Graham:He went through several months of government-mandated hormonal therapy where they put an implant in his thigh to keep the estrogen levels in your system. After a few months of it, he tried and failed to take it out manually.

Allen: While that’s never eluded to in the film, Benedict put that limp in. That’s the level of detail in Benedict’s performance. It’s amazing. I’m so touched and angered by the end that this man was taken from us too soon. The last scene where Benedict breaks down is an acting lesson.

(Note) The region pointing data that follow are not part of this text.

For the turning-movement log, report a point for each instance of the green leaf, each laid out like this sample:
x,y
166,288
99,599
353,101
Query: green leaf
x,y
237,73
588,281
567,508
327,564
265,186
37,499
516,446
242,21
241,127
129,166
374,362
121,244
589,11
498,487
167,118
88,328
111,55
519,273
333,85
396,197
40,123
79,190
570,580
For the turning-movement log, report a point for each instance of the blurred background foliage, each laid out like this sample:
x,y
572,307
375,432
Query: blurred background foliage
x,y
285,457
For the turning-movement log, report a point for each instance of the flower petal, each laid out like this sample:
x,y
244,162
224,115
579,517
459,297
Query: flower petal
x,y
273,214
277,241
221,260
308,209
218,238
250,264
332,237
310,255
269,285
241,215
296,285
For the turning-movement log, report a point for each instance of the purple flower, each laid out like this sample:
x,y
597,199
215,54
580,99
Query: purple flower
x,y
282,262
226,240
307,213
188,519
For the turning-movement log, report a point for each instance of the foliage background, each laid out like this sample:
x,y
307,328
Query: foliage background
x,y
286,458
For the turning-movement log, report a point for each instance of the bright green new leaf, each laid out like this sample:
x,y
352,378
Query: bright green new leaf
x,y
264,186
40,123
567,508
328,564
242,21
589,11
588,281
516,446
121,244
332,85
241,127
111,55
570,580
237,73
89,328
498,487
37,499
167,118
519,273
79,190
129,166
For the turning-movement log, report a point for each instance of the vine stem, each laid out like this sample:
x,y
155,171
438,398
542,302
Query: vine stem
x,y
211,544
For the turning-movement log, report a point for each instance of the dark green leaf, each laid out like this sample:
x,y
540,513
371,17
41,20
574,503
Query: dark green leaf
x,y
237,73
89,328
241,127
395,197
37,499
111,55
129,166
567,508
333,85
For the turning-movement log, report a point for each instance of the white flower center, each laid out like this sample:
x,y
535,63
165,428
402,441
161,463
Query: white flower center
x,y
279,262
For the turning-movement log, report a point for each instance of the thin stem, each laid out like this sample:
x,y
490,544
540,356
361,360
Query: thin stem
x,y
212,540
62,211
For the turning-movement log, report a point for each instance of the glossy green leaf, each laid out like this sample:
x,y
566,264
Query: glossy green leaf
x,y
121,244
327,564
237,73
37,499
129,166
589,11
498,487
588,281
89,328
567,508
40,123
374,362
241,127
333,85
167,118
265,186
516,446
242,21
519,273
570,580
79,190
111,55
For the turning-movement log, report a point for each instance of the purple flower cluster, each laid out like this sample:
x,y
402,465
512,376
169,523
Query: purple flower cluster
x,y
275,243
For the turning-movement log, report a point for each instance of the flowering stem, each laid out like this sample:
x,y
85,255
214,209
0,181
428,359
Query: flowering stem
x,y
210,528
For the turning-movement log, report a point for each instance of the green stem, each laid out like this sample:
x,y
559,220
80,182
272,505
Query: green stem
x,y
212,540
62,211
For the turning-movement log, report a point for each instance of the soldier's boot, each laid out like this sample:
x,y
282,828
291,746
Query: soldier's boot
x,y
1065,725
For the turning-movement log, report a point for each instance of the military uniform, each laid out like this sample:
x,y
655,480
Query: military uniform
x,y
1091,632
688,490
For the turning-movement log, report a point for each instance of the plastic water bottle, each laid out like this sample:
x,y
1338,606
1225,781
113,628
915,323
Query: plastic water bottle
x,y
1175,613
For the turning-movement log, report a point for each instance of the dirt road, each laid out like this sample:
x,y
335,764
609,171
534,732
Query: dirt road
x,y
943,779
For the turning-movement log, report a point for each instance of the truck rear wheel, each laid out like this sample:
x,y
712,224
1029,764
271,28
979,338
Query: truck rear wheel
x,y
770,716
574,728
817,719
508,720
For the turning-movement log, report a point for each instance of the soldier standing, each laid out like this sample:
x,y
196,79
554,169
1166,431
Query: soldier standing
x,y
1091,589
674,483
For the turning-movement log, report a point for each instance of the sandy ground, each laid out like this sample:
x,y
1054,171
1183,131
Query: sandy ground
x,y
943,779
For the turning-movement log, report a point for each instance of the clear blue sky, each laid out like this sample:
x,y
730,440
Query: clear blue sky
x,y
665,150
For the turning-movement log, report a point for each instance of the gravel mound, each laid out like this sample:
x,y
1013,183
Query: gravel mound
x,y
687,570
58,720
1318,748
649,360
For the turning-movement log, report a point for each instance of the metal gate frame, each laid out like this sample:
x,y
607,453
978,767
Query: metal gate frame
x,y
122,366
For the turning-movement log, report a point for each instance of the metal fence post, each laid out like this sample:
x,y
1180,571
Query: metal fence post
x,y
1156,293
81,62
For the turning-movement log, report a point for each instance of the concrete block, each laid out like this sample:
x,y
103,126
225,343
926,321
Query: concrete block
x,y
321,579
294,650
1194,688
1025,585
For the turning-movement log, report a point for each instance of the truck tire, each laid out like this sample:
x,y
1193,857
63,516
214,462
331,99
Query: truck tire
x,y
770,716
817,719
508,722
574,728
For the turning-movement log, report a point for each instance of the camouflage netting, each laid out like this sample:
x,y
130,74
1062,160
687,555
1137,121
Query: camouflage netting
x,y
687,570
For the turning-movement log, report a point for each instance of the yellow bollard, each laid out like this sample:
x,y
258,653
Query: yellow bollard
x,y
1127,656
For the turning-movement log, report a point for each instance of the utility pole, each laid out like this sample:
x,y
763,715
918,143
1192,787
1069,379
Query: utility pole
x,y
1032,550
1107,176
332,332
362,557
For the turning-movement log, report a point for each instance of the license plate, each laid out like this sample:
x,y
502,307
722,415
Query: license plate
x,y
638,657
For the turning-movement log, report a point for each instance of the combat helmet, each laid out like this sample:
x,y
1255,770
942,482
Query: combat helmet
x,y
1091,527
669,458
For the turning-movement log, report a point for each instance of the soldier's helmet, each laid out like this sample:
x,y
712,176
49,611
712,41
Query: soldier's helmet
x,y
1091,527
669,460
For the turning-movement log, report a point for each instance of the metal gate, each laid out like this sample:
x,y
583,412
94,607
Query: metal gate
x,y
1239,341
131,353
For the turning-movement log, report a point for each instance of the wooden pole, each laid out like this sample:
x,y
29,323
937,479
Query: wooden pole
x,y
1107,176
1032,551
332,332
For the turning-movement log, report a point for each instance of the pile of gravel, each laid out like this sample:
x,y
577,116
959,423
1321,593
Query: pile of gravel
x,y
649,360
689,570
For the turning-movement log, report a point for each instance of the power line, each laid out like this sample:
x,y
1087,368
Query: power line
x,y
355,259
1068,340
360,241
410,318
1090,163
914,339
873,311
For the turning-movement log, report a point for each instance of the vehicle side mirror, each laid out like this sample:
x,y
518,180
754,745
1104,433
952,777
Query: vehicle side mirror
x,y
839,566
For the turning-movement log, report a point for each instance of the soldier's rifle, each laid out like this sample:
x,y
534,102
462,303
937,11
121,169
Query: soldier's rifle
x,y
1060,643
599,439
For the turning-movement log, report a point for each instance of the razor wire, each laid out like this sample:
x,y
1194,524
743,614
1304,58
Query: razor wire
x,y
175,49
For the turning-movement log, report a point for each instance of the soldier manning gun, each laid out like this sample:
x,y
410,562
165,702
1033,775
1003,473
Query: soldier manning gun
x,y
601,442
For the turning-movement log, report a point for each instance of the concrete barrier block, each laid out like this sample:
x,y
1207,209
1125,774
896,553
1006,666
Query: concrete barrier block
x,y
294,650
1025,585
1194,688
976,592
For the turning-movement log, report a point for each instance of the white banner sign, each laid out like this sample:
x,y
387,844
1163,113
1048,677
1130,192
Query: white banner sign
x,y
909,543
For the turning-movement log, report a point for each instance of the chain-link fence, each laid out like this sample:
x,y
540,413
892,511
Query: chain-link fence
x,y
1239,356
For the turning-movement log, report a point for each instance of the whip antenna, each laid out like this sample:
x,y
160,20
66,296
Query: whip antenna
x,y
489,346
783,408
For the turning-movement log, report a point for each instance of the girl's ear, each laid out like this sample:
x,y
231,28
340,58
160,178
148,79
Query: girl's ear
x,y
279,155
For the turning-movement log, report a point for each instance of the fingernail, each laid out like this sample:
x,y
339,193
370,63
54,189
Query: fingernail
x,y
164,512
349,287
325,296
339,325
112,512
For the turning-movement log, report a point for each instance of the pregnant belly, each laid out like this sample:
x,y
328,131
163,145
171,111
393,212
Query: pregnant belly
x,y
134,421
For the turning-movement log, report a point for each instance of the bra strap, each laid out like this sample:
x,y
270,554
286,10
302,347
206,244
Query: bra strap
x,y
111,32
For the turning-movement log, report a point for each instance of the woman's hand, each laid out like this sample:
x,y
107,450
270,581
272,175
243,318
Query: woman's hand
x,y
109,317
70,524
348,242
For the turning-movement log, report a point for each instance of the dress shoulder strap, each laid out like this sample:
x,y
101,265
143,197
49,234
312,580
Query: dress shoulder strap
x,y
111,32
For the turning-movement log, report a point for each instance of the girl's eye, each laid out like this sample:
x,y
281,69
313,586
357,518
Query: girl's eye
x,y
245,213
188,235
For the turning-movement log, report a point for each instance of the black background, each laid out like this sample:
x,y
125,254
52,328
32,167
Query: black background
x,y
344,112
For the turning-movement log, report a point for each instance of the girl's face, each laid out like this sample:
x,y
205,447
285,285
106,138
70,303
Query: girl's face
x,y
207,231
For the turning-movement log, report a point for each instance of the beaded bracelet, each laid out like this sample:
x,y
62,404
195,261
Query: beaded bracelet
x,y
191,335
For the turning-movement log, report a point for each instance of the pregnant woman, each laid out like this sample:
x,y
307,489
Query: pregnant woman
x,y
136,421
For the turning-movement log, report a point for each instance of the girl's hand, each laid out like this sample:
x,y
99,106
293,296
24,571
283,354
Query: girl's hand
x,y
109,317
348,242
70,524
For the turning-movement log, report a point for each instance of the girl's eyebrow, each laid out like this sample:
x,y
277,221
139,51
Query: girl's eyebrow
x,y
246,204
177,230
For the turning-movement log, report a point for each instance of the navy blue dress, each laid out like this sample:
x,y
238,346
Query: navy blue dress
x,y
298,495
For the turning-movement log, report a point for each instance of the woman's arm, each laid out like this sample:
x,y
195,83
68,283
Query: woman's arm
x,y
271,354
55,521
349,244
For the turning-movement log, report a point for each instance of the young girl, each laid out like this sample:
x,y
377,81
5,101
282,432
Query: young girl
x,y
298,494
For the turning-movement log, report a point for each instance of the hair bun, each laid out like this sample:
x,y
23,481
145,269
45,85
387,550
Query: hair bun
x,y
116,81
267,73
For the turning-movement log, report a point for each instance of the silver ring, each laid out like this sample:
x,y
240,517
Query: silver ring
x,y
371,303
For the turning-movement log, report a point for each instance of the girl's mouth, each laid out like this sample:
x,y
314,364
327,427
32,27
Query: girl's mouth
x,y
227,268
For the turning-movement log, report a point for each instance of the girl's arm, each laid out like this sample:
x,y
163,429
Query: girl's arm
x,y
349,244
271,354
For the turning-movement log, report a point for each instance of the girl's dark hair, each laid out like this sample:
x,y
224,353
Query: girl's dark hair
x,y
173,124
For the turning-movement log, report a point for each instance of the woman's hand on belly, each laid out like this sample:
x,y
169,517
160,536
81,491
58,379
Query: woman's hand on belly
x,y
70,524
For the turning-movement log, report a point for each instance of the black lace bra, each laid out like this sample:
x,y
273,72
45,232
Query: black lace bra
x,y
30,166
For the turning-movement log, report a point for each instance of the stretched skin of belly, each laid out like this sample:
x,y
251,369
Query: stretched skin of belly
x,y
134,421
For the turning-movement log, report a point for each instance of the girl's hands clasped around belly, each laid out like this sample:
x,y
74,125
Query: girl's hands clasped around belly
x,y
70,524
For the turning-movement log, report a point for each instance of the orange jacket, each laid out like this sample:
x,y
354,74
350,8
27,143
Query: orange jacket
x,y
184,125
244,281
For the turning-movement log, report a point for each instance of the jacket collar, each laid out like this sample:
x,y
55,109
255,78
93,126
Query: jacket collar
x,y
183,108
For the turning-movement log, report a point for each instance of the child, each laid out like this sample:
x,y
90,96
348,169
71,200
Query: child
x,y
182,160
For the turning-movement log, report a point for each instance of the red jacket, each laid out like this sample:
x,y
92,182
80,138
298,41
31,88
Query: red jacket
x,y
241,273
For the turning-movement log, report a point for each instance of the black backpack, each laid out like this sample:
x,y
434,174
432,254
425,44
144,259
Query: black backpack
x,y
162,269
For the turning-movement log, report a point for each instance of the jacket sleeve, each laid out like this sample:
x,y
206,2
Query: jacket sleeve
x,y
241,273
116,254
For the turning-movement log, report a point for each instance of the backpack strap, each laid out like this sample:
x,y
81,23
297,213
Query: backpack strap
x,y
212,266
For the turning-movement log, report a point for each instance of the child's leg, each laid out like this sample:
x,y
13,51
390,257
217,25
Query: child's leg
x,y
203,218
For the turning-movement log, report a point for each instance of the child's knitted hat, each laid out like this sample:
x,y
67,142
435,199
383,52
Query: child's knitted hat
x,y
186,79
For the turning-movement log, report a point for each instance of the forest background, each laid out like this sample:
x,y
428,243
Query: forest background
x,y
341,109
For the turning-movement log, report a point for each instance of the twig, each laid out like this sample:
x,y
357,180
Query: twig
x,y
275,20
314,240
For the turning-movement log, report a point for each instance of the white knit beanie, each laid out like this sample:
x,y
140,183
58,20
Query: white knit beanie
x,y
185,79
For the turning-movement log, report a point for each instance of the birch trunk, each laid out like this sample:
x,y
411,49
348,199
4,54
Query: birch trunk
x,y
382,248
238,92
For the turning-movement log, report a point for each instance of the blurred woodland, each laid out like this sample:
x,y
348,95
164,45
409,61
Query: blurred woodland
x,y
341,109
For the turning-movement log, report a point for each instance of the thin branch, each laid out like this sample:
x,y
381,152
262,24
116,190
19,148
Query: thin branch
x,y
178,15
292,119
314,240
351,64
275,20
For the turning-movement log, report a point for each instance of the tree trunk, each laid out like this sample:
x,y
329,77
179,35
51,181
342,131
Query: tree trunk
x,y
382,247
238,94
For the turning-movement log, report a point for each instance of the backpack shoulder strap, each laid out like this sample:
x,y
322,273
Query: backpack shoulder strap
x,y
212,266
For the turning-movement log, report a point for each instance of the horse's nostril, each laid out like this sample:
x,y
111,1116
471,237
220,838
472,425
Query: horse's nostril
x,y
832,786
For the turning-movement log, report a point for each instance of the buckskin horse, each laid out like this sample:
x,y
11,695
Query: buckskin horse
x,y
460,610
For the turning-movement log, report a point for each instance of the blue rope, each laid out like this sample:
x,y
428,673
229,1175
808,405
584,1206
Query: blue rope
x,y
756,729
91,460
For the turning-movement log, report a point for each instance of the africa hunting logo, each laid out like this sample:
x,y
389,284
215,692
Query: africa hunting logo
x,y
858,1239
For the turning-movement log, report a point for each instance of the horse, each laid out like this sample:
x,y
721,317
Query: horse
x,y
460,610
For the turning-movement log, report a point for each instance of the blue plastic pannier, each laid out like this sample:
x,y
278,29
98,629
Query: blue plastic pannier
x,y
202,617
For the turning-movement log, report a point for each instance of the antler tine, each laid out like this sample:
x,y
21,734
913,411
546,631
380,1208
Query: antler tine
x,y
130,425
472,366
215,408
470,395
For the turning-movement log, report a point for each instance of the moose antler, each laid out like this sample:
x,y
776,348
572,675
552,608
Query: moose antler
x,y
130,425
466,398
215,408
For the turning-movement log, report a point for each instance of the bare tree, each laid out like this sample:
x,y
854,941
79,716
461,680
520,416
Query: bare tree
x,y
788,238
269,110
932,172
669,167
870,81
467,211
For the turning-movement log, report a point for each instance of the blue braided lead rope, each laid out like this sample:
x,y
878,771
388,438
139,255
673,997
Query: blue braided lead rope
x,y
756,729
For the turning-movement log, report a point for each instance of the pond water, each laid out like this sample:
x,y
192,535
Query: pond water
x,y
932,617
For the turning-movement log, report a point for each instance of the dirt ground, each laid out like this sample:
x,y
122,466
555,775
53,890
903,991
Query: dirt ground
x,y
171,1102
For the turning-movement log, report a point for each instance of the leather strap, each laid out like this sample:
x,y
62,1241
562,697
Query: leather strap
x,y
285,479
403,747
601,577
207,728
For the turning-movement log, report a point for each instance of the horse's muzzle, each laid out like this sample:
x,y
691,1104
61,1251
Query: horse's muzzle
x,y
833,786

Since your ultimate goal is to get the word about Alan Turing out there, I imagine you’d encourage filmmakers and other creators to make more movies and TV shows about him in the future. What is something about his life that you weren’t able to cover that they could?

Allen: I’d love to see the whole aspect of when he worked for the MI6 after the war. He has this great encounter with Ian Fleming, who worked at MI6 as well.

Graham:He had so many tremendous accomplishments. There’s a scene I wanted to put in the movie where you see that, at the end of the war, the British government sent Turing to the United States to lie to the Americans about how far the British had gotten with Enigma. The idea that he becomes this professional liar on behalf of the British government I thought was amazing. After the war, one of the tragedies of his life was that he became a public intellectual of sorts, traveling around England having debates about whether machines could think. Someone who debated him said, “Machines will never think! They’ll never have a soul!” Alan would talk about The Imitation Game. He was publicly making a gay rights argument. I don’t know if he knew what he was doing or if anyone picked up on what he was saying, but I think that’s very much what he was saying.